In an embodiment, a comprehensive testing region is established around the midpoint. An exhaustive test using all possible data bit patterns contained within the second plurality of data bit patterns, e.g. 256, is performed within the comprehensive testing region to determine if the rectangular passing region exists or not. If any of the points within the comprehensive testing region and its corresponding rectangle region passes the exhaustive test, that point is chosen is that the final DLCELL and IVREF values and the memory interface training is complete.
In another embodiment, if the memory module is determined to be in an error state, the memory module is reset via the #RESET signal. Once the memory module is reset, the next iteration of training may continue.

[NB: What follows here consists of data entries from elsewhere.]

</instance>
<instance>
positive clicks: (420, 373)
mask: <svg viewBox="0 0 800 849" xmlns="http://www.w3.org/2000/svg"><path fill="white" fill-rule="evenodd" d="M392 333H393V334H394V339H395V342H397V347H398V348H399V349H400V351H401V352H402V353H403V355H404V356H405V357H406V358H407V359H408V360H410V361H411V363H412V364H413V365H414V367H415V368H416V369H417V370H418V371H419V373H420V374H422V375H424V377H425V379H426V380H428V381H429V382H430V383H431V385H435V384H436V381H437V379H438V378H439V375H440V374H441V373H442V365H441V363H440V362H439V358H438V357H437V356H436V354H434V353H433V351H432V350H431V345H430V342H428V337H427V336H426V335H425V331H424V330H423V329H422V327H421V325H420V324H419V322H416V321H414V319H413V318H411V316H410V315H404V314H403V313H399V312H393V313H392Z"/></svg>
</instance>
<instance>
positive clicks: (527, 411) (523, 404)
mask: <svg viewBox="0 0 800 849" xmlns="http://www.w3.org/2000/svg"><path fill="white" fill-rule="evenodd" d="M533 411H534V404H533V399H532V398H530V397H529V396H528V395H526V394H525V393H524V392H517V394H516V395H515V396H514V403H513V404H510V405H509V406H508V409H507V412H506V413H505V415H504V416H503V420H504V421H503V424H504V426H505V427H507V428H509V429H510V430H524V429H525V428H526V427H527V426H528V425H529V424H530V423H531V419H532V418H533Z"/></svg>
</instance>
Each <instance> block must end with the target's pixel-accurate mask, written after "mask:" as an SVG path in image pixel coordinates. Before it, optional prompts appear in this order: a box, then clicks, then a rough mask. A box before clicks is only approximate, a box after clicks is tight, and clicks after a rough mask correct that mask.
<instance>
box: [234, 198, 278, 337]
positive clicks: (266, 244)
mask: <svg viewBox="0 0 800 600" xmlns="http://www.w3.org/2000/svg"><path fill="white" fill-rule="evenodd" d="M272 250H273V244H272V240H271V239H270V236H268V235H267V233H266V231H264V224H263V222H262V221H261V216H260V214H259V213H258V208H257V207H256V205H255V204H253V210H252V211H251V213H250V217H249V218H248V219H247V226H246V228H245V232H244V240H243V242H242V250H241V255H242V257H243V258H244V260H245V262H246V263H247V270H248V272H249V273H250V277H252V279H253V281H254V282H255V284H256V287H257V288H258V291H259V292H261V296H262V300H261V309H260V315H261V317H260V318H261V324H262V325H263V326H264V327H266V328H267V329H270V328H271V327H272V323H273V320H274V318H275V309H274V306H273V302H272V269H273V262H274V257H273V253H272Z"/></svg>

In the foregoing specification, embodiments of the invention have been described with reference to numerous specific details that may vary from implementation to implementation. Thus, the sole and exclusive indicator of what is, and is intended by the applicants to be, the invention is the set of claims that issue from this application, in the specific form in which such claims issue, including any subsequent correction. Hence, no limitation, element, property, feature, advantage, or attribute that is not expressly recited in a claim should limit the scope of such claim in any way. Accordingly, the specification and drawings are to be regarded in an illustrative rather than a restrictive sense.
The foregoing description, for purpose of explanation, has been described with reference to specific embodiments. However, the illustrative discussions above are not intended to be exhaustive or to limit the invention to the precise forms disclosed. Many modifications and variations are possible in view of the above teachings.